R.F.: And Rita Angus's portrait of you?
H.H.: Rita always wanted to paint a portrait of me. She often used to say: I want to paint you one day.' She would say: 'It is to be a portrait for you—my gift to you: I was to have the painting—and then when I died it was understood between us that it was to go into the collection of the National Gallery, Wellington. She considered it would be an important piece in her oeuvre.
Rita came to stay with me in Thorndon—it was just before she took the Thorndon cottage. We talked painting—as we always did a lot—techniques and things. It was very noisy in the flat with traffic changing gear on the hill outside (and that wasn't Rita at all). She was unhappy and depressed at the time, and very hard-up. I remember one afternoon we were talking and we got on to the subject of painting in egg tempera. I'm interested in it and so was she. She said: 'Egg tempera would be a good medium for you Helen!' She said: 'I think I’ll start your portrait in it now!' I said: 'Well there are some eggs in the safe—but I'm not sure they're quite as fresh as they should be for egg tempera.'
Anyway she got me to sit in this mustard yellow chair.
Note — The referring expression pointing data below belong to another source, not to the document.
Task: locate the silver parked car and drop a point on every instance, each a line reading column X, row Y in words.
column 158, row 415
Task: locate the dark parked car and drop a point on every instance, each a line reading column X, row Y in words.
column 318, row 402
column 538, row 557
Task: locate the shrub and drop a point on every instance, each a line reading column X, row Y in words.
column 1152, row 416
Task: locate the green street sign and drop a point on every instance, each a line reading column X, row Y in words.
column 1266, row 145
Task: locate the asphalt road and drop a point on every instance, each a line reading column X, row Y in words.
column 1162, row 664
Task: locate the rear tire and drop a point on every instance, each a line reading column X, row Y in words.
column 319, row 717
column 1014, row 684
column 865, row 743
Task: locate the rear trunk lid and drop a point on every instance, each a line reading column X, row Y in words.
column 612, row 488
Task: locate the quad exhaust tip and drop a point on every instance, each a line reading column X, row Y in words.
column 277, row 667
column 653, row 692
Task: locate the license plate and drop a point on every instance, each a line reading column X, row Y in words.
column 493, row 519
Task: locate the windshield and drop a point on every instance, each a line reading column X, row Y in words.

She said: 'That's where I want you. The light's just right: After some quick charcoal sketches she took a prepared board and started laying on paint mixed with egg-yolk.
Then she said: 'It needs some blue!' I knew exactly what she meant. I went outside and got this little blue daisy—a powdery blue just right to balance all the rest. Rita said: 'That's perfect—the daisy is your flower—that's you!' I sat there with the daisy in my hand while Rita worked at the painting. Then the light went and I left to get us something to eat.
I didn't see any more of that painting. Almost immediately Rita's Thorndon cottage cropped up. We went to see it. There was a tremendous amount to be done . . . but I thought it was probably right for her. I helped Rita, as did other friends, when she moved in, to clean the place and so on.
Rita Angus
Portrait of Helen Hitchings 1954-55
oil on camas. 640 x 590 mm.
(Rita Angus Loan Collection,
National Art Gallery
Wellington)
She said to me: ‘I'll get to work on your portrait now, when I've done a few things . . .’
When Rita died, the portrait of me was found unfinished among other works at her studio. I encountered it when I was asked to look through some of her paintings at the National Gallery. I identified it for them. It was an enormous surprise for me. Because this wasn't the portrait of me that Rita had started at Hill Street! It was a huge thing—not done in egg tempera but in oils. The pose, the background, everything about it was exactly as it had been when I posed for her and she had started it. But she had transferred it to a much bigger canvas.
There's an amusing little tailpiece to that whole story of the portrait . . .
When Rita had begun the painting I was just wearing old clothes—frightful old garments, ready for the rubbish-tin. Rita said: 'You mustn't throw those clothes away. You must keep them for me—because I may need them later on . .
After my mother's death (Rita had already died by then) I found among her things the orange jacket and trousers and the shirt rolled up, with a note pinned to them reading: ‘Don't throw away. Rita Angus wants these to finish Helen's portrait.’